I mentioned the other day that the testing data out of California looked weird (link).
On April 22, 2020, it released a gigantic pile of data, more than 165,000 results. This increased the total test results by more than 50 percent in one day. Most people kept moving along - telling themselves it's just a backlog being released.
If you're a good data scientist, you won't let this go so quickly. In fact, I won't hire anyone who accepts the backlog explanation at face value.
***
Tests are blood samples being processed at labs. Labs are currently swamped, therefore they are running at full capacity. This means a near constant rate of output. It's not that the labs suddenly found extra capacity to process 165,000 tests all at once. The normal rate of test results is in the 10-20,000 per day range.
So, after the labs completed the test analysis, the test results were held up somewhere. It's not a one day delay. It's about 10 days worth of results being locked up.
In addition, this batch of results are completely different than other days. From April 3-21, about 11 percent of all reported tests were positive. In the batch of 165,000 for April 22, only 1 percent were positive. This is an order of magnitude different, well outside random chance. For some reason, the test results that were delayed looked different from those that were released.
When I wrote the last post, I haven't looked at the test results released after April 22. On April 23, the proportion of positive results was.... you guessed it, back to 12 percent. On April 24, it was 16 percent.
Here's why the innocent explanation doesn't fly: let's assume the person who verified results before they were released disappeared for 10 days. So the results piled up on the person's desk, and s/he published them all at once. Those results should be even closer to the average proportion of positives because the sample size is 10 times bigger. Instead, the proportion positive is 10 times smaller!
As a data scientist, you've got to ask questions, and keep asking until you get a satisfactory answer.
***
What are some possible reasons?
Here's another plausible "innocent" reason. We might learn that the 165K results came from a separate, one-off initiative to get tests to a broader set of people including those without symptoms. Of course, we haven't heard of such a thing. So this is not accepted unless real evidence turns up.

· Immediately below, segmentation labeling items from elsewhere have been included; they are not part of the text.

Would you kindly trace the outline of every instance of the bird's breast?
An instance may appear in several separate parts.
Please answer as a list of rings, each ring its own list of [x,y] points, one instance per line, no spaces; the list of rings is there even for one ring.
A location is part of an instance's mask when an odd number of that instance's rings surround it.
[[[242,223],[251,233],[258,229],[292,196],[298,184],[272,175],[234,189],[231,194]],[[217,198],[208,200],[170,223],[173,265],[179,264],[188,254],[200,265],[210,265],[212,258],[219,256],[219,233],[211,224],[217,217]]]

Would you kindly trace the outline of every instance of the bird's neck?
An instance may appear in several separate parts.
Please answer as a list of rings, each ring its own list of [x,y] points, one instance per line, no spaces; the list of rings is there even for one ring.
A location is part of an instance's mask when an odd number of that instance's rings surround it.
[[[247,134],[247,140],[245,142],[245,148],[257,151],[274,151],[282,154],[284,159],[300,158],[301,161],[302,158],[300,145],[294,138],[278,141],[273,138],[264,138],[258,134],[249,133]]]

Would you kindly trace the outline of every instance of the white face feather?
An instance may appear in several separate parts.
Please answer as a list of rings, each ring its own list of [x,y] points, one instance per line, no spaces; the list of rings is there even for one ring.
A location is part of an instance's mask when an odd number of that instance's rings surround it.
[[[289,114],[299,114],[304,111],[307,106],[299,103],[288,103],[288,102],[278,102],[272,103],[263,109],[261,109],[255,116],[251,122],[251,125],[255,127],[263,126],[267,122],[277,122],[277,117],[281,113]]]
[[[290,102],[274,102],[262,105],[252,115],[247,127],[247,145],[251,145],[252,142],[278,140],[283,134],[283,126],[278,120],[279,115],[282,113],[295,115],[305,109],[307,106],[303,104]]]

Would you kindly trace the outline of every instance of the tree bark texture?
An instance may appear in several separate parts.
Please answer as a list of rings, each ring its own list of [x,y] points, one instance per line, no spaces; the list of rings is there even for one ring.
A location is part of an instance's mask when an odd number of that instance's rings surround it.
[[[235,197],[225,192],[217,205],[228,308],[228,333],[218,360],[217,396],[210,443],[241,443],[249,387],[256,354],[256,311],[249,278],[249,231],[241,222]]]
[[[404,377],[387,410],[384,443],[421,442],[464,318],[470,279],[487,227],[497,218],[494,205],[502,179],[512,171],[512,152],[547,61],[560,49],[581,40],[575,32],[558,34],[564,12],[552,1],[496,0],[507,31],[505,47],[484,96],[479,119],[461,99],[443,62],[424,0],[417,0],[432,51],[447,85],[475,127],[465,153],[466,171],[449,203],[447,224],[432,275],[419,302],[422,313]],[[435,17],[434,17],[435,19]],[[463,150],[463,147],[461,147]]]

Another innocent explanation might be that the California state contracted with additional labs to process the backlog. This can explain the 50% jump in test results but it fails to account for the extreme negative bias in the sample. The labs can't know which samples would come up negative before they processed them so for this reasoning to hold, the percent positive of those 165,000 had to be close to 11 percent.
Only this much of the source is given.